Our file system compresses data before storing it to flash. In order to test this, we need to generate data that has a given level of compressibility. A block which has all the same byte will compress down to close to 0% of its original size. A block which has completely random data will stay at 100% of its original size. Can you describe a way to generate blocks that have a tunable amount of compression, within a few percent?
The experience has been one of mutual frustration so far. I thought I was giving a pretty big hint with my explanation of compression ratios. But I guess compression and traffic-generation techniques are arcane arts?
The answer I would like to hear is:
Generate N% of the block randomly, and then fill the remaining portion with all zeros.
This works pretty well; I wrote a quick example and ran it through 'zip':
Desired Actual 0% 0.3% 10% 11.1% 20% 21.1% 30% 31.0% 40% 40.9% 50% 50.9% 60% 60.9% 70% 70.7% 80% 80.7% 90% 90.6% 100% 100.0%
Most people who try to answer start thinking of some way to adjust the randomness of each byte, by picking it from a nonuniform distribution. I give this partial credit because it shows some level of understanding, but fundamentally I don't think it works all that well. So I did an experiment to find out. Here are two concrete proposals I have gotten.
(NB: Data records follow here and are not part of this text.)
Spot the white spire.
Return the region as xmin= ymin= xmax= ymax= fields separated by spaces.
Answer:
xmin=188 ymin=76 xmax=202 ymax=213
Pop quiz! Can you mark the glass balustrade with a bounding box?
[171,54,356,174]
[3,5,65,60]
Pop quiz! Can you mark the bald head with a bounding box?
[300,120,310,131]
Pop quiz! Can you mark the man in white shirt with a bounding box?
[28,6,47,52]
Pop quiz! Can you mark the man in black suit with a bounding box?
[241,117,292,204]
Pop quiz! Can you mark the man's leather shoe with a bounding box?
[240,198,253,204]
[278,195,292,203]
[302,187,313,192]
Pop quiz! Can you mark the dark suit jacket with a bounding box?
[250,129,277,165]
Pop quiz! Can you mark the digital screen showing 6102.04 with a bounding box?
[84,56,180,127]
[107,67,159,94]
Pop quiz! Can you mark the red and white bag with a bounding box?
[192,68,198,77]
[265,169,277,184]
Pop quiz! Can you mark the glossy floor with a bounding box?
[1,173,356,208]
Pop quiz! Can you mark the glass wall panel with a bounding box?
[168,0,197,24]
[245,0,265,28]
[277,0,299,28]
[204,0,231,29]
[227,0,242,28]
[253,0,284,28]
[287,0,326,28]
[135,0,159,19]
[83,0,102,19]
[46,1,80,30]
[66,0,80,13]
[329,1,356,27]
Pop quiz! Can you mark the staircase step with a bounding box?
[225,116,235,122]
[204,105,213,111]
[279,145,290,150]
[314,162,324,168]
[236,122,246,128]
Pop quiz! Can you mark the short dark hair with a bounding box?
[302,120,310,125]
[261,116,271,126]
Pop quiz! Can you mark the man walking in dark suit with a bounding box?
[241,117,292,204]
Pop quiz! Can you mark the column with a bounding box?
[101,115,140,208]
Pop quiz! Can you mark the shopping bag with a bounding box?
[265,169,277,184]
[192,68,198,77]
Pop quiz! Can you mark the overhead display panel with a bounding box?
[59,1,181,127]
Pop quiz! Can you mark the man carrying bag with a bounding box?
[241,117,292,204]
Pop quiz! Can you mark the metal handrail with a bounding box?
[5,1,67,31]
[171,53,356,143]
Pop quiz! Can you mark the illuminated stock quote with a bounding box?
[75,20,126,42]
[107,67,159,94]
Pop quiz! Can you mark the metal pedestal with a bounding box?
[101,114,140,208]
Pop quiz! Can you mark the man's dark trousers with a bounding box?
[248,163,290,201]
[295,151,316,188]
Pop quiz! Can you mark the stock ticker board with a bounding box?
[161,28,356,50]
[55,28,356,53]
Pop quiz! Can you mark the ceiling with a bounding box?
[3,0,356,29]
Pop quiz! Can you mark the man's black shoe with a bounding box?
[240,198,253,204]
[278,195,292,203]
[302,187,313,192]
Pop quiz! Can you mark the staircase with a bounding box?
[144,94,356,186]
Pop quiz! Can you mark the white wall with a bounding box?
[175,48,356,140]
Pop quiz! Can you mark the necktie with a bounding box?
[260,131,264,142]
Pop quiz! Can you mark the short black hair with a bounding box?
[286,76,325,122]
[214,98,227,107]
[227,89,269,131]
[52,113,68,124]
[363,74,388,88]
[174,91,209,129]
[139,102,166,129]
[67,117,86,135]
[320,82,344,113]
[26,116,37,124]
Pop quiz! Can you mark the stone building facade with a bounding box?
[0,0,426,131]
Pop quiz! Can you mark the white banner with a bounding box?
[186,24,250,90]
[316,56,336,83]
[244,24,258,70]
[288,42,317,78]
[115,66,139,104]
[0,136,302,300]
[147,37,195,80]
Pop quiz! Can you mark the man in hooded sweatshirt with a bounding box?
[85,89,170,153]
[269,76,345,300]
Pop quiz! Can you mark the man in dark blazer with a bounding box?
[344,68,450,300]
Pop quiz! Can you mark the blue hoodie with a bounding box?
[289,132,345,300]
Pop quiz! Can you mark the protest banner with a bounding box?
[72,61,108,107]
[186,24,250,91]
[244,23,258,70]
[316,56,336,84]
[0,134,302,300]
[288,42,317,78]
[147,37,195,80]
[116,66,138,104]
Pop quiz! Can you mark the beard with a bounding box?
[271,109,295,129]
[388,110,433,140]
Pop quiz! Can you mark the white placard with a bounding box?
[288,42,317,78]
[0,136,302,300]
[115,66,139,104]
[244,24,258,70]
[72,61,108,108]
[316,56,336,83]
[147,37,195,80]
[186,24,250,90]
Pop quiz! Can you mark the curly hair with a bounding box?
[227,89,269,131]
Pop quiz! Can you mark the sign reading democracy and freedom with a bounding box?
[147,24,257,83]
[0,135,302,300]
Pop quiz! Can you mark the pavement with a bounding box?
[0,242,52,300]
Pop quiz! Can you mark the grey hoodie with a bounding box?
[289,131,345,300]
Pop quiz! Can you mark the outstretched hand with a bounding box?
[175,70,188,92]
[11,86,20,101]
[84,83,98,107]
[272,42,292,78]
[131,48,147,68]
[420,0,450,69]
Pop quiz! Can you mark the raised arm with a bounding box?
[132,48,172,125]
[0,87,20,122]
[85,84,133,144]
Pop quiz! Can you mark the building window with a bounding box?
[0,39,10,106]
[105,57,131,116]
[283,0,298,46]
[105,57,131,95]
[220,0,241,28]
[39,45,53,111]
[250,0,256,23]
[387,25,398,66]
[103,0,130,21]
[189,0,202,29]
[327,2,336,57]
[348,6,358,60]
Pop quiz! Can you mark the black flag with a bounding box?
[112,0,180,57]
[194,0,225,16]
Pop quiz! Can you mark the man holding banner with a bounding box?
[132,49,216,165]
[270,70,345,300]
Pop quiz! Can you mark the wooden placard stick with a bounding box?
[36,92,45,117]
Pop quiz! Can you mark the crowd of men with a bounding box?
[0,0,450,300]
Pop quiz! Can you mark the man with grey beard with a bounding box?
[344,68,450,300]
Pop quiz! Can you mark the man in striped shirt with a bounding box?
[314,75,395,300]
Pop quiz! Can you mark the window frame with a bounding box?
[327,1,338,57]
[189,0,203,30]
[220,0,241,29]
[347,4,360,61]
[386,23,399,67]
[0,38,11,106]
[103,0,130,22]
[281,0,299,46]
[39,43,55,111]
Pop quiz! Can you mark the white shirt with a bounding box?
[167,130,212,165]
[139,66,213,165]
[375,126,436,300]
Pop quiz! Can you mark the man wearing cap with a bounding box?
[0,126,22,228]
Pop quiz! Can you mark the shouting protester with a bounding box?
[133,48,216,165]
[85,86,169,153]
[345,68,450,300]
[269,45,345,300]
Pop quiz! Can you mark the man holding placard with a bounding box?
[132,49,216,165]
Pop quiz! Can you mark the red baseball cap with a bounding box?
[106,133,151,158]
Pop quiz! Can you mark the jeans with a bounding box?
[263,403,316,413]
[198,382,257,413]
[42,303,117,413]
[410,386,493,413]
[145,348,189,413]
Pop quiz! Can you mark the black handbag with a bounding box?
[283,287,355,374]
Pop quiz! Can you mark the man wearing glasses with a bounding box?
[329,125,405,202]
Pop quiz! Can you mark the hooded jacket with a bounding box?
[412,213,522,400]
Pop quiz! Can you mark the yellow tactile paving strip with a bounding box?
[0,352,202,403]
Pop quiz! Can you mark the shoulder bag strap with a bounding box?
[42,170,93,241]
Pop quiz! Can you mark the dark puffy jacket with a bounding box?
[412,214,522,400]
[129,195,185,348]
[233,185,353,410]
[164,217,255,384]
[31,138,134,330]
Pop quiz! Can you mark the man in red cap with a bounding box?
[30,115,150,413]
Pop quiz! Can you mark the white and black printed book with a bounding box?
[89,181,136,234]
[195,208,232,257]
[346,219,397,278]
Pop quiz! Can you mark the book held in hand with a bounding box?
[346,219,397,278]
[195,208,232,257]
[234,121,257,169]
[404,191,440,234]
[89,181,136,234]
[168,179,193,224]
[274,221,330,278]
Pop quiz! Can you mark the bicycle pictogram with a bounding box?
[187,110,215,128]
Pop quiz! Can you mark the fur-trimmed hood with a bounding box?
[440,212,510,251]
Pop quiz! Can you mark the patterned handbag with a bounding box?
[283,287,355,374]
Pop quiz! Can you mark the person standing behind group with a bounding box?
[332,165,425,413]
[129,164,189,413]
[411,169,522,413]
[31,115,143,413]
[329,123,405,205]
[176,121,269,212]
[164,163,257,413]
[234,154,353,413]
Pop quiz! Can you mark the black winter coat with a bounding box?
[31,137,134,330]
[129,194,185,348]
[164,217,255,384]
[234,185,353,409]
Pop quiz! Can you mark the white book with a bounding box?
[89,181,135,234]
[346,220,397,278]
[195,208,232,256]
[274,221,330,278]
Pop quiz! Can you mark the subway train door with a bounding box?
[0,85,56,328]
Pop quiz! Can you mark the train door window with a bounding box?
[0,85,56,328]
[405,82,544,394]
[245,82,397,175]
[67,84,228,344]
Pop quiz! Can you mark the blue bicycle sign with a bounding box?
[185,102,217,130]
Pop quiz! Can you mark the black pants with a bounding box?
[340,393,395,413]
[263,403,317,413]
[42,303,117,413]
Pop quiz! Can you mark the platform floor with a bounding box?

Instead of picking each byte from the range [0, 255], pick it from the range [0, 255 * N/100]
This doesn't provide a block which zip (or gzip) handles well. This is surprising to me because the "deflate" algorithm used by the Zip format builds a Huffman encoding. I could see why table-based compression algorithms wouldn't fare as well, but with only 25 distinct symbols a Huffman tree should work great!
Desired Actual 0% 0.3% 10% 62.4% 20% 72.8% 30% 79.5% 40% 84.6% 50% 87.9% 60% 91.7% 70% 94.5% 80% 96.9% 90% 98.8% 100% 100.0%
Repeat each randomly-chosen byte an average of 100/N times.
This performed so poorly on my original test that I changed it to (100/N)+1. Two identical bytes aren't enough for run-length encoding to see any benefit. Still, this method also performs poorly, although it much better than previous one:
Desired Actual 0% 0.3% 10% 17.0% 20% 28.5% 30% 42.5% 40% 52.9% 50% 56.3% 60% 72.3% 70% 83.8% 80% 91.9% 90% 97.0% 100% 97.8%
The last row could be fixed, that just shows how little benefit you get from repeating each random byte twice in a row.
The code for this experiment can be found here: https://gist.github.com/anonymous/985443b83e60f82161be
An answer I thought I might hear, but did not, was
Run the compression algorithm on a large sample of real data, and store 100 examples, one for each percentage value.